Adapters
All AdapterView view groups, such as Lists, Spinners, and Grids are populated with child views via an adapter. An AdapterView is a type of view group that, instead of creating the full layout via an XML file, creates and displays its child views based on a collection of data. Data collections, however, are just data. There is no visual representation that is innately part of a collection of data. In order to translate this data into a representative visual control, we use what's called an adapter.
Adapters are a middleman element that sits between a collection of data and an AdapterView. Adapters take in a collection of data and creates views that represent that data. Those views are then laid out within an AdapterView according to rules defined in a given control. Think back to the MVC pattern we discussed earlier. In this case, your data collection is the model, the AdapterView is the view, and the adapter is the controller. Let's take a look at how these pieces all work together.
How Adapters Work
In the sections for the various AdapterViews, it was shown that an adapter takes in a collection of data, then the adapter is attached to an AdapterView.

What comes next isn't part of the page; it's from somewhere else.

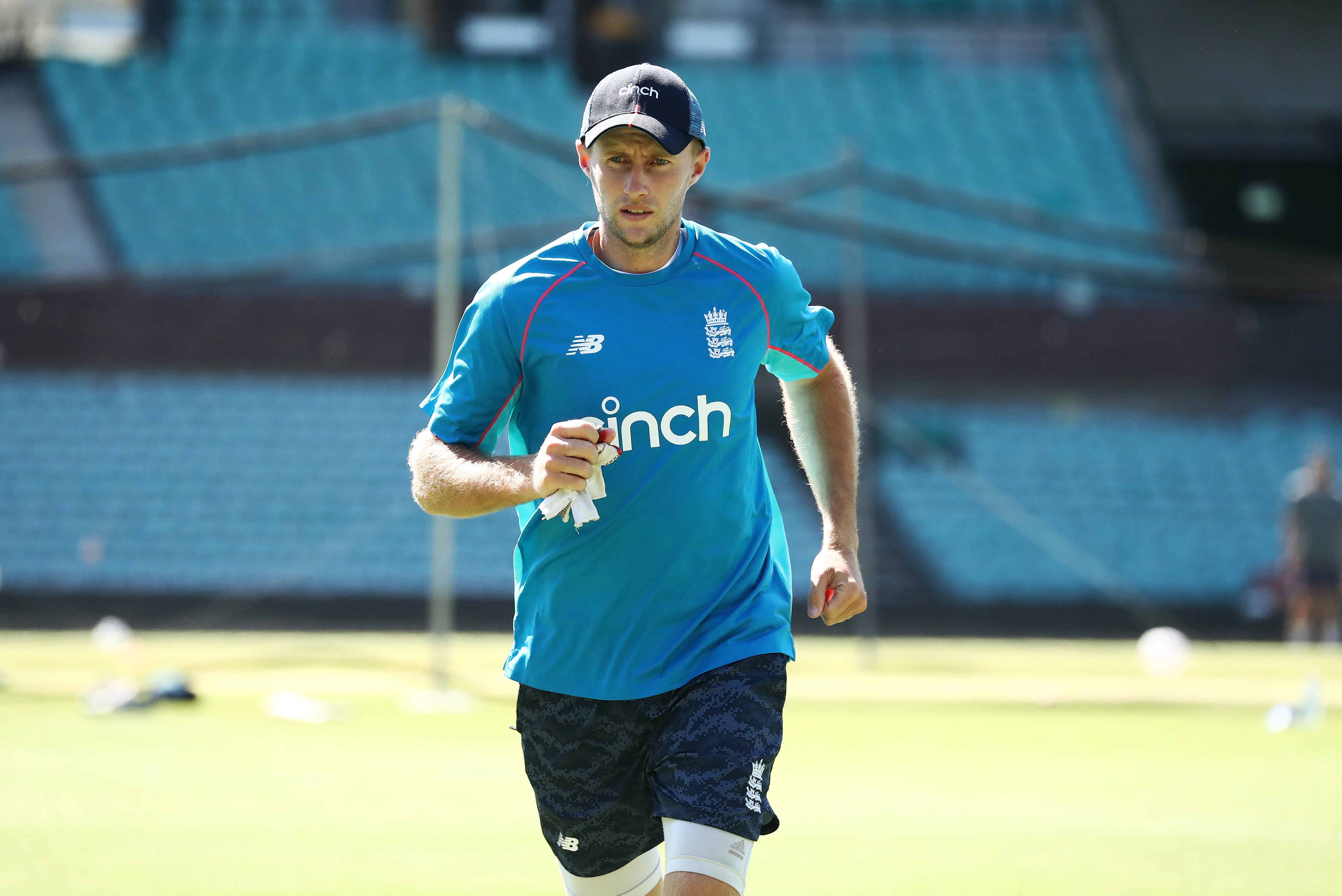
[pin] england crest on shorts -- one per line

From there, the adapter handles the rest. So what is the adapter actually doing behind the scenes? To explain this, we'll use a ListView example...
When an adapter is set to a ListView, the first thing the list does is ask how many views it needs to create. To find this out, the adapter looks at the data collection and finds out how many elements are in the collection. Then the adapter tells the ListView how many items are in the collection. The ListView then starts asking for row layouts for the first few rows. The adapter then looks at the data in the collection that corresponds to the row. So if the ListView requests the first row layout, the adapter looks at the first element in the data collection. The adapter then takes that first element in the collection and creates a view that represents that data. After it creates the view, the adapter gives that view to the ListView to display as a row. The ListView and adapter do this over and over until all visible rows are created and shown.
After all of the visible rows are created and shown, the ListView becomes functional and the user can start scrolling through the list. When the user starts to scroll, the first row in the list will eventually be pushed off the screen and a new row will show at the bottom. At this time, the ListView gives the first row layout back to the adapter since it doesn't need it anymore and requests a new row layout to represent the newly visible row at the bottom. The adapter will then either recycle the view that it got back from the list or create a new row layout and return that to the ListView to be shown as the new row.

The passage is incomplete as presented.